Certainly, it wasn’t quite business as usual Wednesday with everyone being required to wear facemasks and to social distance in line. But by the time skis found snow, it almost felt like all was finally right with the world.
“The ski season always seemed to be that one constant until last March, then we got the call,” Aspen Mountain manager J.T. Welden said. “The reports from the other resorts that are open in the state were that everyone was very well behaved and aware of all the new guidelines and luckily skiing and riding is so important to people they are really going to be sure they are doing everything they are supposed to to make sure we can all keep skiing and riding.”
A sizeable line had formed Wednesday morning at the base of Aspen Mountain prior to opening, but it only took about 20 minutes to get the initial push up the gondola. On top of the 160 acres available on Ajax, there was around 86 acres of terrain open at Snowmass. Both resorts had originally been scheduled to open Thanksgiving Day, as is the norm, but Skico decided to get the season going a day early to help deal with holiday crowds.

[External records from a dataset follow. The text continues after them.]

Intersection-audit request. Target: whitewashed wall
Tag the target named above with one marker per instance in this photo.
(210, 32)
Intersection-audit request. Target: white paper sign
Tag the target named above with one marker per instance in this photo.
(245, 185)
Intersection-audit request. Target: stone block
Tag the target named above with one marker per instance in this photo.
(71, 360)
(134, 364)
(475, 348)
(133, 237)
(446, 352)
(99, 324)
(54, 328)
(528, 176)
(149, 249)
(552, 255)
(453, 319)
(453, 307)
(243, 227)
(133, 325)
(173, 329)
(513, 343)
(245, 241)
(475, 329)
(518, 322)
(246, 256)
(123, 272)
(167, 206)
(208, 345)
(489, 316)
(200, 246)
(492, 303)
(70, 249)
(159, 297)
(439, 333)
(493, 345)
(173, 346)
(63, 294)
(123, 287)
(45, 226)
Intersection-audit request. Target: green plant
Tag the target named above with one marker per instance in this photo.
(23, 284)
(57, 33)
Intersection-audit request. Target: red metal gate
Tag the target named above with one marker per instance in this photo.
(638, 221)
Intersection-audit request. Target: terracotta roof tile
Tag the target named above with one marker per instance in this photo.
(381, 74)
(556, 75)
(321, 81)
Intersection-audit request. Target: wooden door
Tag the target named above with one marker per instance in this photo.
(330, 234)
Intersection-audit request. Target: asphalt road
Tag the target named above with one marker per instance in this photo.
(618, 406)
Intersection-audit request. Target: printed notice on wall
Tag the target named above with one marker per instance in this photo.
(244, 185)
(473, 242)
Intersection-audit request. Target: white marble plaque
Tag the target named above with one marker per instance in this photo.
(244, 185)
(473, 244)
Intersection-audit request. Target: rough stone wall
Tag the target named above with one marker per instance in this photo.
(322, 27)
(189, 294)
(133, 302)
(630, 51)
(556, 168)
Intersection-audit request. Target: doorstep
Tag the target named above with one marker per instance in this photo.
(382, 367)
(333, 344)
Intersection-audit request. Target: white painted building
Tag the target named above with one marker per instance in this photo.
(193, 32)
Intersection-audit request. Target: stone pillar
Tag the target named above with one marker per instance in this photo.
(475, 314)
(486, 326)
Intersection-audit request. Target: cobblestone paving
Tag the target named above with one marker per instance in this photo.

Other than a minor glitch with some tickets and passes not working, which Skico quickly figured out, there were no major hiccups despite more than an eight-month offseason.
“Things went really smoothly this morning,” Ertl said. “I do think having skiing and riding available and having our lifts turning is so important for mental health as much as it is for physical. It does allow us to be out here together, outdoors, and in a healthier environment than indoors eating a meal together.”
Another key reason why opening day was so successful was because of the good snow. This is the first opening where Aspen Mountain had top-to-bottom snowmaking available, and to combine that with this week’s latest storm made for primo conditions up top.
“It’s game-changing,” Skico President and CEO Mike Kaplan said Wednesday morning of the snowmaking. “If it wasn’t for that new snowmaking, we’d be doing laps off Nell. It’s incredible.”
The roughly 160 acres available Wednesday matched that of 2019, but didn’t quite reach the 180 acres that were skiable on opening day in 2018. There was only 100 acres available on opening day in 2017, and 2016 was the last time that opening day only included the Little Nell chairlift, the bottom most lift other than the gondola.
On Wednesday, Skico was operating the gondola, Little Nell, Bell, Ajax Express and Gents Ridge chairlifts on Aspen Mountain. Welden said they’d have an additional 30 acres available on Thursday, and Ertl said they are close to being able to open the entire Copper Bowl run. Anything beyond that will require some extra help from Mother Nature.
Also Thursday, Skico will open the Thunder Bowl lift at Aspen Highlands for a single day before the track will be returned to the Aspen Valley Ski & Snowboard Club, which uses it as part of its Stapleton Training Center. At Buttermilk, the Panda Peak beginner’s terrain and lift will also be open Thursday through Saturday.
Highlands will open fully for the season on Dec. 12, and Buttermilk will open on Dec. 18.
All open ski runs will remain closed to uphill traffic from 9 a.m. to 5 p.m. through Sunday.
“To be around people and smiles and happiness and wind in your face, it’s been great,” Ertl said. “I know we are all dealing with the fatigue of it and we hate having things over our faces. We are used to being able to engage and smile and just talk to each other not through a covering. But today was an example of if we can do that every day, we are going to have a great season.”